What keeps the cops from doing this for something as routine as a traffic ticket is that it's relatively expensive and time-consuming.  That will not be the case for very long.

It is nearly a Holy Grail sort of thing for marketers and other business folks to find a near-zero-cost and fast means of instantly identifying someone with exacting specificity.  Doing that allows taking gross advantage of you in terms of what's marketed to you and at what price, yet it is allegedly "color blind" and thus does not, by definition, raise "discrimination" questions.

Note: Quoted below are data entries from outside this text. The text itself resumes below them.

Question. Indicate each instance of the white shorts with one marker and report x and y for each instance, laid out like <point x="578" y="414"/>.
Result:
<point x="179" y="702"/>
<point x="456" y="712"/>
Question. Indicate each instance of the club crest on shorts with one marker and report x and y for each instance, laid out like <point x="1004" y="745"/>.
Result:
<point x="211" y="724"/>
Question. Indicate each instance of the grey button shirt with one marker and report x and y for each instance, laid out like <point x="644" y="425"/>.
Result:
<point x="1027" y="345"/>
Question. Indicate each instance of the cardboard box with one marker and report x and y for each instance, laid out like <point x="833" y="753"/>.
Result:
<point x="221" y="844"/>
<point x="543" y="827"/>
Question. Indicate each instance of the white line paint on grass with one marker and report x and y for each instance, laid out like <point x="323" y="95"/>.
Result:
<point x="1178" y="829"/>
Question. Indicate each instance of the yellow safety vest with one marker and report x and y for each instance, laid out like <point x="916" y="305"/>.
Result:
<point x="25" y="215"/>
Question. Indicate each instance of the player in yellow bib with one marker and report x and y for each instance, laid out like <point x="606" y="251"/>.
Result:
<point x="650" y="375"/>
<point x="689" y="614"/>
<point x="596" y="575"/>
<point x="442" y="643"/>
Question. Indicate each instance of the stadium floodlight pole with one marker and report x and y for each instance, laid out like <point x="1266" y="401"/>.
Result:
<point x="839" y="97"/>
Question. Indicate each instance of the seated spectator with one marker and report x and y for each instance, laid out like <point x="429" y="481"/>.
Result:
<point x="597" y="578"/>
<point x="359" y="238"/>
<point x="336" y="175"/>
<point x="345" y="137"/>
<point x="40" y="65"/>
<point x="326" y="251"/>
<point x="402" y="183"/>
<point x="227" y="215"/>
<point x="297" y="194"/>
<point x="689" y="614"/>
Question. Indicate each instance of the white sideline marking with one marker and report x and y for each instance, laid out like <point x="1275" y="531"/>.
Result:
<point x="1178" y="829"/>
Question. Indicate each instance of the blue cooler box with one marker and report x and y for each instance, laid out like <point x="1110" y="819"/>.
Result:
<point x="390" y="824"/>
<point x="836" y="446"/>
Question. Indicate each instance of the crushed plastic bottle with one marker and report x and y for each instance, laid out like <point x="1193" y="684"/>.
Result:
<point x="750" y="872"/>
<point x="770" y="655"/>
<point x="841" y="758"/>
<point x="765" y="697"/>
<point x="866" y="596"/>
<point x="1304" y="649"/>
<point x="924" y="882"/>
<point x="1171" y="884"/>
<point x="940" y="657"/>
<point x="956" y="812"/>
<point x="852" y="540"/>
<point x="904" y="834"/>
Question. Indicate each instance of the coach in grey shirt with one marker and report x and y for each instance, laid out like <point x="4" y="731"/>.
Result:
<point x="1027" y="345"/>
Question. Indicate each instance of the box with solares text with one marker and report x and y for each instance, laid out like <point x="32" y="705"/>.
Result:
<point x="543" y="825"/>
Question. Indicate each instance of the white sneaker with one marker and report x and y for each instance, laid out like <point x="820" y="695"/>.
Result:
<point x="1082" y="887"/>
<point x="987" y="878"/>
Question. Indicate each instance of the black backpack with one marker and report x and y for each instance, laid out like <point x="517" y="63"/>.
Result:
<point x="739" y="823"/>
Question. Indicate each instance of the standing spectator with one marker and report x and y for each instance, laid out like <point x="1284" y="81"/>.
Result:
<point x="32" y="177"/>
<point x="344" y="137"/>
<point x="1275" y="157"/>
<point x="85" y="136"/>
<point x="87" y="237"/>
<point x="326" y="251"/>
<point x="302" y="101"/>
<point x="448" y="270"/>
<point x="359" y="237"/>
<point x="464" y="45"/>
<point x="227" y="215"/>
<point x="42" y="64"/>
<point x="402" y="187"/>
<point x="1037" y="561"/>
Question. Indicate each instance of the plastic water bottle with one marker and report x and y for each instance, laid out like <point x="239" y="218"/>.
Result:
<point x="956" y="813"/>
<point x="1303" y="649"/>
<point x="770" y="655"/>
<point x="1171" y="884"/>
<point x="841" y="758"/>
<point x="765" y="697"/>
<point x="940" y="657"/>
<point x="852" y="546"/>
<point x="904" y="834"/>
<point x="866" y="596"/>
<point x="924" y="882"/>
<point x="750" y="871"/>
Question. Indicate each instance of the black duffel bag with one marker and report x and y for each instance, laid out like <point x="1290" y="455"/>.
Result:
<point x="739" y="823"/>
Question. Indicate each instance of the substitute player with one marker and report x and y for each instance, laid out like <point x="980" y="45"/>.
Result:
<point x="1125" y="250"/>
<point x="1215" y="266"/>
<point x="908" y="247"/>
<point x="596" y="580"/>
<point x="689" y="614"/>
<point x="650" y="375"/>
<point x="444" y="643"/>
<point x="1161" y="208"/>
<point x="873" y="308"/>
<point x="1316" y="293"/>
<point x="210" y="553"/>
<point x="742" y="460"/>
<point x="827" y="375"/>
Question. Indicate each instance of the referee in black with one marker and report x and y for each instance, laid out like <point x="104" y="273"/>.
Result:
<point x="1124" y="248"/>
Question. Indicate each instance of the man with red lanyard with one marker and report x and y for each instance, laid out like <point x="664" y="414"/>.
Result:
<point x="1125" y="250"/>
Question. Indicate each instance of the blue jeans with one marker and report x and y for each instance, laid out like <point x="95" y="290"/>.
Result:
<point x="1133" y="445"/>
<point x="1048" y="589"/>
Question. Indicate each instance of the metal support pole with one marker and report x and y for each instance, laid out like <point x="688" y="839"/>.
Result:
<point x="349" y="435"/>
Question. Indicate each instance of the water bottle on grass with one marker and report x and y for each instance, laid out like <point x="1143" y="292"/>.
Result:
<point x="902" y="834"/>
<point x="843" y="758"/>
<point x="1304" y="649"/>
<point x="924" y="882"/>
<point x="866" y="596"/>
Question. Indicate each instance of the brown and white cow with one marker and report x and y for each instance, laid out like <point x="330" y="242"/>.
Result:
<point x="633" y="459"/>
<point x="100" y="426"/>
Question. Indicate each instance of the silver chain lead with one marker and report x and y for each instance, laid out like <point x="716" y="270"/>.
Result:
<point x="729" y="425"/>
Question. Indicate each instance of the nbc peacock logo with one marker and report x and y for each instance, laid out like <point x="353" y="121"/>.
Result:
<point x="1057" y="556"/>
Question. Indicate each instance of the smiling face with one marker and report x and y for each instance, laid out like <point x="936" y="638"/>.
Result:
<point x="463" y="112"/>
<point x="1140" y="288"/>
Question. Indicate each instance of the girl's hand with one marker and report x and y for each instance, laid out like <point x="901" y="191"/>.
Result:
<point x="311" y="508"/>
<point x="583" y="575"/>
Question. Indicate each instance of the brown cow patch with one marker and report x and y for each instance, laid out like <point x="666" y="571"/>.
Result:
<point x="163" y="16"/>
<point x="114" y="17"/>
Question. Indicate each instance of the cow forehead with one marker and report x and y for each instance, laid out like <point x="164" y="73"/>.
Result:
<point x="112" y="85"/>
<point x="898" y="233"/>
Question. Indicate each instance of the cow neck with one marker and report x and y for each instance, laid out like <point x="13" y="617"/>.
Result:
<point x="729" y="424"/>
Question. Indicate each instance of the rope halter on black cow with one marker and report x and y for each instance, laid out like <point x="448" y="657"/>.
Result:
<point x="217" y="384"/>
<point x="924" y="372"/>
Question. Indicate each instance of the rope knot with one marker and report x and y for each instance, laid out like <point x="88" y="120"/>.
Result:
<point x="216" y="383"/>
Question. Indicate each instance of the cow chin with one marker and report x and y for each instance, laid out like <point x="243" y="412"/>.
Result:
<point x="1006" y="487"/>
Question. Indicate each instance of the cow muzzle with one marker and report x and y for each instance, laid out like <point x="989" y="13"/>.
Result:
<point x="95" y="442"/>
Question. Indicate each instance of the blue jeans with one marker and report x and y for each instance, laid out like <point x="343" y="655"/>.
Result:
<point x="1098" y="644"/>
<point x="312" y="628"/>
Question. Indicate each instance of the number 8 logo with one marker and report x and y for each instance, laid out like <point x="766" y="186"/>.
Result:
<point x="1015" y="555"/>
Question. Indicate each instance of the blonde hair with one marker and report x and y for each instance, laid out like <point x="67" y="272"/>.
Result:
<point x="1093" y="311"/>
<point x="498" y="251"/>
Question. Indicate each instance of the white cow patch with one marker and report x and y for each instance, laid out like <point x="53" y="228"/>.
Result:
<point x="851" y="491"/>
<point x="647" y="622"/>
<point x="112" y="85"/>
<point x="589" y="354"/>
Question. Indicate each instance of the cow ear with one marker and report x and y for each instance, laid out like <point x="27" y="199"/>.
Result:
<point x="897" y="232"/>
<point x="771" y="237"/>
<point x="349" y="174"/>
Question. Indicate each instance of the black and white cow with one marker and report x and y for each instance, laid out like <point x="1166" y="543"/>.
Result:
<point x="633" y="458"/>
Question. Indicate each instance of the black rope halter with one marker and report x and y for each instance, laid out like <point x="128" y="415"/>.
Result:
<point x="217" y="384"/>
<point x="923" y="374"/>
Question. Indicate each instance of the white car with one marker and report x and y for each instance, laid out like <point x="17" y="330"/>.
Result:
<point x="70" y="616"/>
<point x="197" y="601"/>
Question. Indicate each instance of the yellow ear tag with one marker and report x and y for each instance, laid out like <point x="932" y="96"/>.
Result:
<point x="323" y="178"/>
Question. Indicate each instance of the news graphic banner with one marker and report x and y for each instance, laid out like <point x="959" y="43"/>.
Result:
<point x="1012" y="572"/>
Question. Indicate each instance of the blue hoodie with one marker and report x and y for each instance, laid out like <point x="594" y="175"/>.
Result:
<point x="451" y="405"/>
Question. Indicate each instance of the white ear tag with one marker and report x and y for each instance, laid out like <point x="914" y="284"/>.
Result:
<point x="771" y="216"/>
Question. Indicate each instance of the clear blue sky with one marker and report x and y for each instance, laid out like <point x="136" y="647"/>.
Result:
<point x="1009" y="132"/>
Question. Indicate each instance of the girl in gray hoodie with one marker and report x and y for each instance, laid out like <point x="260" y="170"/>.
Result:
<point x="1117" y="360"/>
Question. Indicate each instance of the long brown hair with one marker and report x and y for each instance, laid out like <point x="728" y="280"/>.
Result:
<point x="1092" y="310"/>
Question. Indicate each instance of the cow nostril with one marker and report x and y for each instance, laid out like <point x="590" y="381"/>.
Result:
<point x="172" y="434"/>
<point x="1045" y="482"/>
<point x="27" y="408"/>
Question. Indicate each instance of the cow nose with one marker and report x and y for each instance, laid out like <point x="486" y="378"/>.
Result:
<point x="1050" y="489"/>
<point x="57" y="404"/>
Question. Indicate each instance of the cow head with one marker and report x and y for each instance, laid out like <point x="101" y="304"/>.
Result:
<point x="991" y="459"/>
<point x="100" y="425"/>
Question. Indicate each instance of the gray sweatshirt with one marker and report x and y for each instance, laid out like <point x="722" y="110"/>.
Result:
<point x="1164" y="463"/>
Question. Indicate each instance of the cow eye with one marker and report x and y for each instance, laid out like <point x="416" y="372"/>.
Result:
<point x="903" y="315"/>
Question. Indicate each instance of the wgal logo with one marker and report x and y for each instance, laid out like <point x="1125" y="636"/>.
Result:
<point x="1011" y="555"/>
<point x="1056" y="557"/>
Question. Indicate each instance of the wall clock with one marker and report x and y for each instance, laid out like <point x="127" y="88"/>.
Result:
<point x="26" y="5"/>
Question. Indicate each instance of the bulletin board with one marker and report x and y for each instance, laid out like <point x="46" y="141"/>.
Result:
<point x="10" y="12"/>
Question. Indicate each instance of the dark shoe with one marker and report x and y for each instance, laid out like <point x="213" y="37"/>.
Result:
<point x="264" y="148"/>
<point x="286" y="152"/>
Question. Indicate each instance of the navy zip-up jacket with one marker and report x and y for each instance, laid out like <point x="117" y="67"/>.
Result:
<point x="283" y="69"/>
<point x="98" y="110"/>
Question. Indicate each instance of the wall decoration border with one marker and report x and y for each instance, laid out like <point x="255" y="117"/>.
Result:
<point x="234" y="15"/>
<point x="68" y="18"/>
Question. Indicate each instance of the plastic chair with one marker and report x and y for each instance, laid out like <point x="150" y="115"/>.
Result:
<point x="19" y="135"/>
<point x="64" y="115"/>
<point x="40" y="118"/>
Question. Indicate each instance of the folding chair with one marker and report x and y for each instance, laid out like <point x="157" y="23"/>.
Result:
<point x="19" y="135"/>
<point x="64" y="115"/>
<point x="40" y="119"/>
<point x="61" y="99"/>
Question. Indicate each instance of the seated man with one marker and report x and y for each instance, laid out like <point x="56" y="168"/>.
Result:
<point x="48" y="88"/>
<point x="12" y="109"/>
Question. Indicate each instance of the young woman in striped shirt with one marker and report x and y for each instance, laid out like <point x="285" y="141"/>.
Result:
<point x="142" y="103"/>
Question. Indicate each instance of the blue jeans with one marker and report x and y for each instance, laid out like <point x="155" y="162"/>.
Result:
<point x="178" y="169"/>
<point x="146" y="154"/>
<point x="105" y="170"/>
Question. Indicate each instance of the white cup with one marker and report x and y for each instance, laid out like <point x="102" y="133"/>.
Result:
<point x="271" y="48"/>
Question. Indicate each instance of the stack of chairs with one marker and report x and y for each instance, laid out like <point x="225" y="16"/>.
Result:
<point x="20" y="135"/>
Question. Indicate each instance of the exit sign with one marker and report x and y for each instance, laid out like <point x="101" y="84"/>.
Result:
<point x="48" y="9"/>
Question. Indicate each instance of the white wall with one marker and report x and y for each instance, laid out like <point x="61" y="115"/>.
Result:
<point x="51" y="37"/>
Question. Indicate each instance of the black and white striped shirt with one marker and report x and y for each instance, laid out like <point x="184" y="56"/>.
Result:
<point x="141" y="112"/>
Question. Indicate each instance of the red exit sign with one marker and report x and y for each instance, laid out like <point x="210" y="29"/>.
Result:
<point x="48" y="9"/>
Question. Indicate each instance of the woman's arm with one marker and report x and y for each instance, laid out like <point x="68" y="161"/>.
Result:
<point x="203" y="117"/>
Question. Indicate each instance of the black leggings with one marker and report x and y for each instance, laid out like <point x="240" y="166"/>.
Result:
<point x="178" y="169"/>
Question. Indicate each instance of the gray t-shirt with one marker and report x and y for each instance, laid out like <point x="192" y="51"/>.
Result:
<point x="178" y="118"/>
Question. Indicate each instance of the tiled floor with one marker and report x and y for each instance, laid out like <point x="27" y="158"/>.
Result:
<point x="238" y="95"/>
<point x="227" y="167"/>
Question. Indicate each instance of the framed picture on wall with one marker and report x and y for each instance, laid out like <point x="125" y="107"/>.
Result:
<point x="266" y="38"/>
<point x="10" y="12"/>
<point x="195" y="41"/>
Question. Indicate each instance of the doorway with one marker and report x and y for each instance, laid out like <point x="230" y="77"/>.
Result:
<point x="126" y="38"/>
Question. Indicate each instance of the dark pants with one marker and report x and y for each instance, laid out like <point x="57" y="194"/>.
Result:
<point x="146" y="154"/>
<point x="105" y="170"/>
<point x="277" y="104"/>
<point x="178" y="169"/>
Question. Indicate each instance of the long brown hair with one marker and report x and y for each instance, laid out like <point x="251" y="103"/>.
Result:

The problem is that the technology to do this isn't far off and a whole lot of people not only subject themselves to it voluntarily they also screw everyone in their family at the same time, who did not consent, because there is enough of a match between family members who share one or both parents to narrow the list of possible matches to a few people.  As such if anyone in your family consents to such a service by uploading their DNA everyone in that family, including those not yet born of the same people, inevitably has their privacy impacted without any possibility of consent.

Of course the visceral reaction when a scumbag like this guy gets caught is to cheer -- loudly.  He got away with raping and murdering a kid 20 years ago, or so he thought.  20 years later, he's busted -- conclusively so.

The problem isn't with using technology like this to catch rapists and murderers like this.  It's that as technology advances the cost of such isolation of one person out of a possibly field of billions will drop from both a lot of time and money to effectively zero time and fractions of a cent.

At that point there will be exactly nothing you can do as any hint of privacy, anywhere, will have been irrevocably destroyed.